THE BIOLOGY BOOK
John Rolfe (1585–1622), James Bonsack (1859–1924)
Long before the first Europeans landed on the New World shores, Native Americans cultivated and smoked tobacco in religious ceremonies and used it to treat a wide variety of maladies. Cultivation sites in Mexico date back to 1600–1400 BCE. While the Spanish introduced tobacco to Europe in 1518, it was John Rolfe, an early English settler, who first successfully cultivated and exported tobacco as a lucrative cash crop in the Colony of Virginia in 1611. Prior to the twentieth century, tobacco was primarily chewed, snuffed, or smoked in pipes or cigars. In 1883, cigarettes were hand-rolled at four cigarettes per minute. That year, James Bonsack invented the automated cigarette-rolling machine that turned out two hundred per minute, causing the price to plummet. The coming decades saw the rise of the colossal American cigarette industry.
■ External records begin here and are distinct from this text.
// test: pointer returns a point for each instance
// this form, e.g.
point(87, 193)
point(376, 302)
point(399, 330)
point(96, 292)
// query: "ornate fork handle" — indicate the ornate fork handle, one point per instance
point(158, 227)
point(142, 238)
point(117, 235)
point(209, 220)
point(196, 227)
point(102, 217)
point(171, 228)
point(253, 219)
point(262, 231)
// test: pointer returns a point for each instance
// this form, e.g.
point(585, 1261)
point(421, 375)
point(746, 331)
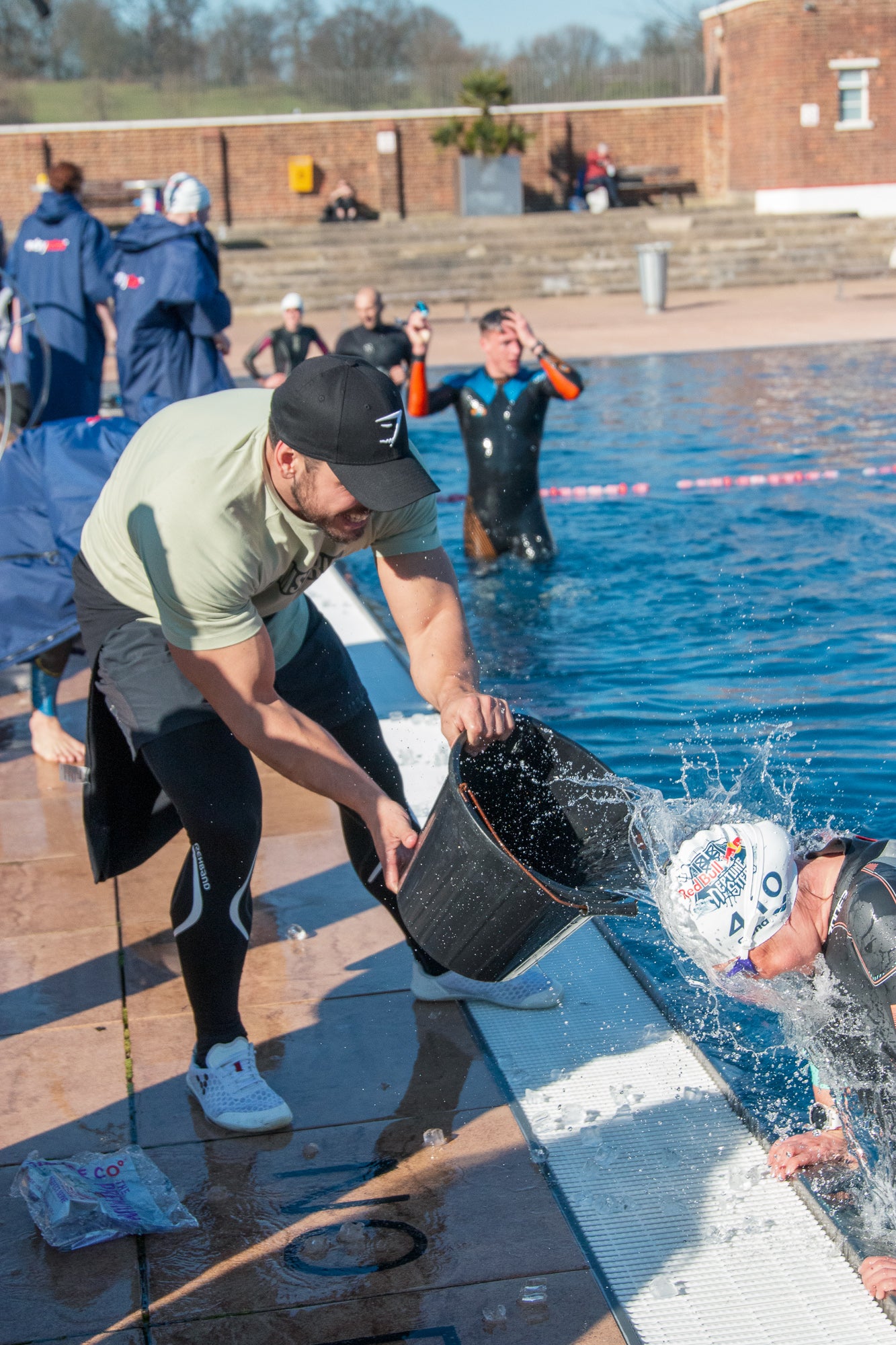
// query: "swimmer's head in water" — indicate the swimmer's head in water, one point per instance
point(728, 890)
point(501, 344)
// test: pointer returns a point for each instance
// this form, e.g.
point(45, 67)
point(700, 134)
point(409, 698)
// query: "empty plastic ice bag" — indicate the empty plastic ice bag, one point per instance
point(95, 1198)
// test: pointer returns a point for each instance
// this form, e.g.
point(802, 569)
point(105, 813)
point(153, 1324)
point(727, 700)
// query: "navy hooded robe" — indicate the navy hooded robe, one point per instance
point(169, 309)
point(61, 263)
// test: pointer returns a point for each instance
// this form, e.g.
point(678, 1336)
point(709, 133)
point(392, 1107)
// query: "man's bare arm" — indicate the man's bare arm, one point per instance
point(421, 591)
point(239, 683)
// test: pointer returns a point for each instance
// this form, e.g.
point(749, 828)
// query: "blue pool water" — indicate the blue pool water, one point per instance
point(693, 625)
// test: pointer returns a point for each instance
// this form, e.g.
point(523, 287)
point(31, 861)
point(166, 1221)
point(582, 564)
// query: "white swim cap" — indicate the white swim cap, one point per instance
point(184, 194)
point(729, 890)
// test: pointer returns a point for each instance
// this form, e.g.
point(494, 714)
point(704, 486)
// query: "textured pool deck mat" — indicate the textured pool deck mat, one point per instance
point(669, 1192)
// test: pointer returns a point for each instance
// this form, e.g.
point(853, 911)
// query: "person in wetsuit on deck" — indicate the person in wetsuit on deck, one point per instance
point(743, 903)
point(288, 345)
point(501, 408)
point(382, 345)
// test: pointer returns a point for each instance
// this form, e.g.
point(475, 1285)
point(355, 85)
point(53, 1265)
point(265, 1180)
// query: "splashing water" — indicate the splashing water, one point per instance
point(810, 1011)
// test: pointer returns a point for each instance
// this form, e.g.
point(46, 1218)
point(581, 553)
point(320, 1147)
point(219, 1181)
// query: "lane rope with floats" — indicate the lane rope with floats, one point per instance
point(618, 490)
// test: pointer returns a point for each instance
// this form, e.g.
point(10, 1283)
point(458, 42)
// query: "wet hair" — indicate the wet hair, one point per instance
point(67, 178)
point(494, 321)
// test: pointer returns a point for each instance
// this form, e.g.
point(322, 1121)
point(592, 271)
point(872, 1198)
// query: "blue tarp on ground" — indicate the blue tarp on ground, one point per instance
point(49, 482)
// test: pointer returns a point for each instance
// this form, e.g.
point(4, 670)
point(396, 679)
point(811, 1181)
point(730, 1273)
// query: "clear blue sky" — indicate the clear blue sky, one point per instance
point(503, 24)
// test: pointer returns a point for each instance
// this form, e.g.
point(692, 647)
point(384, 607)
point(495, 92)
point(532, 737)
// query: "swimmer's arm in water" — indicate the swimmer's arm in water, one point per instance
point(421, 592)
point(787, 1156)
point(421, 401)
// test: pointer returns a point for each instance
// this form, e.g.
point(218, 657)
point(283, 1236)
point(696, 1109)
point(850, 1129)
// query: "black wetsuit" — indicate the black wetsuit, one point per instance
point(384, 348)
point(502, 426)
point(288, 349)
point(861, 954)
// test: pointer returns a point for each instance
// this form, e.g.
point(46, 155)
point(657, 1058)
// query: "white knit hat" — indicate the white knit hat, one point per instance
point(184, 194)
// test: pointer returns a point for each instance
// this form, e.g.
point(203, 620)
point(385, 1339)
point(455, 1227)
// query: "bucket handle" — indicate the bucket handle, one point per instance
point(467, 796)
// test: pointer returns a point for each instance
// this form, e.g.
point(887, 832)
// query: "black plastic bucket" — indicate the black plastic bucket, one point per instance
point(521, 848)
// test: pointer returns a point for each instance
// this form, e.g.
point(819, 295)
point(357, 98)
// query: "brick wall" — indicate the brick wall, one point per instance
point(423, 178)
point(772, 57)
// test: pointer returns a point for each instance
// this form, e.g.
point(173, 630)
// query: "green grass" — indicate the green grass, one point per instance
point(89, 100)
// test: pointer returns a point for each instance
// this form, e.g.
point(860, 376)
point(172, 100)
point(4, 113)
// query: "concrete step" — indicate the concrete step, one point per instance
point(545, 254)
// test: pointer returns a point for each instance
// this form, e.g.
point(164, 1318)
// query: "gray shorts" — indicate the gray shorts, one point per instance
point(149, 695)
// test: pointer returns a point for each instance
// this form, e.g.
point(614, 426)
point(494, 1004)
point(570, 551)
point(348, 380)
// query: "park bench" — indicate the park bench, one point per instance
point(641, 184)
point(880, 271)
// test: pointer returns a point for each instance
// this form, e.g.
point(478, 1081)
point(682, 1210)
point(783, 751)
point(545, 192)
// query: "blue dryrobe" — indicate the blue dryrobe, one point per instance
point(61, 262)
point(50, 479)
point(169, 307)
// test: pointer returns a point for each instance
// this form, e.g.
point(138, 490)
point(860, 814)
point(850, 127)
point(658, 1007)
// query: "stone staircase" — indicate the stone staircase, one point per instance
point(556, 254)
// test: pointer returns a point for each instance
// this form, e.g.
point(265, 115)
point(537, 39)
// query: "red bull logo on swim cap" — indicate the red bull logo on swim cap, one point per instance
point(717, 874)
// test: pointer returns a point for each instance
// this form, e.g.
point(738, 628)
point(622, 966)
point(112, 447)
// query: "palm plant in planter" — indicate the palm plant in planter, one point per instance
point(490, 174)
Tobacco is processed from the leaves of plants of the genus Nicotiana, a member of the Solanaceae (nightshade) family, whose cousins include potatoes, tomatoes, eggplant, peppers, and petunias. After being harvested, the leaves are dried, cured, aged, and blended with other varieties ofN. tobaccum to produce distinctive flavors and tastes, and packaged. Cigarette US per capita consumption jumped from 54 in 1900 to 4,345 in 1963! In 1964, the US Surgeon General proclaimed that smoking was hazardous to the health.
Smoking is an equal-opportunity health hazard affecting almost every body organ. There is incontrovertible evidence that smoking increases the risk of diseases of the cardiovascular system (heart attack, stroke), lungs (emphysema, chronic bronchitis), and a wide range of cancers. The World Health Organization has identified smoking as the greatest cause of preventable deaths worldwide.
Most smokers know these dangers and yet continue to smoke. Why? They are addicted to nicotine, a naturally occurring, behaviorally active compound concentrated in the plant’s leaves. In the 1970s, Brown & Williamson, a major cigarette manufacturer, developed Y–1, a crossbred mixture of N. tobaccum and N. rustica that doubled the nicotine content to 6.5 percent from 3.2–3.5 percent. Y–1 continued to be incorporated in their cigarettes from 1991 until 1999.
SEE ALSO: Plant-Derived Medicines (c. 60,000 BCE), Wheat: The Staff of Life (c. 11,000 BCE), Agriculture (c. 10,000 BCE), Rice Cultivation (c. 7000 BCE), Artificial Selection (Selective Breeding) (1760), Genetically Modified Crops (1982).
After being harvested, tobacco leaves are dried (cured) and aged to bring out their distinctive flavors and tastes. Tobacco can be cured by several methods, which take days to many weeks. The “flue cured” method for cigarette tobacco takes about a week and produces medium to high levels of nicotine.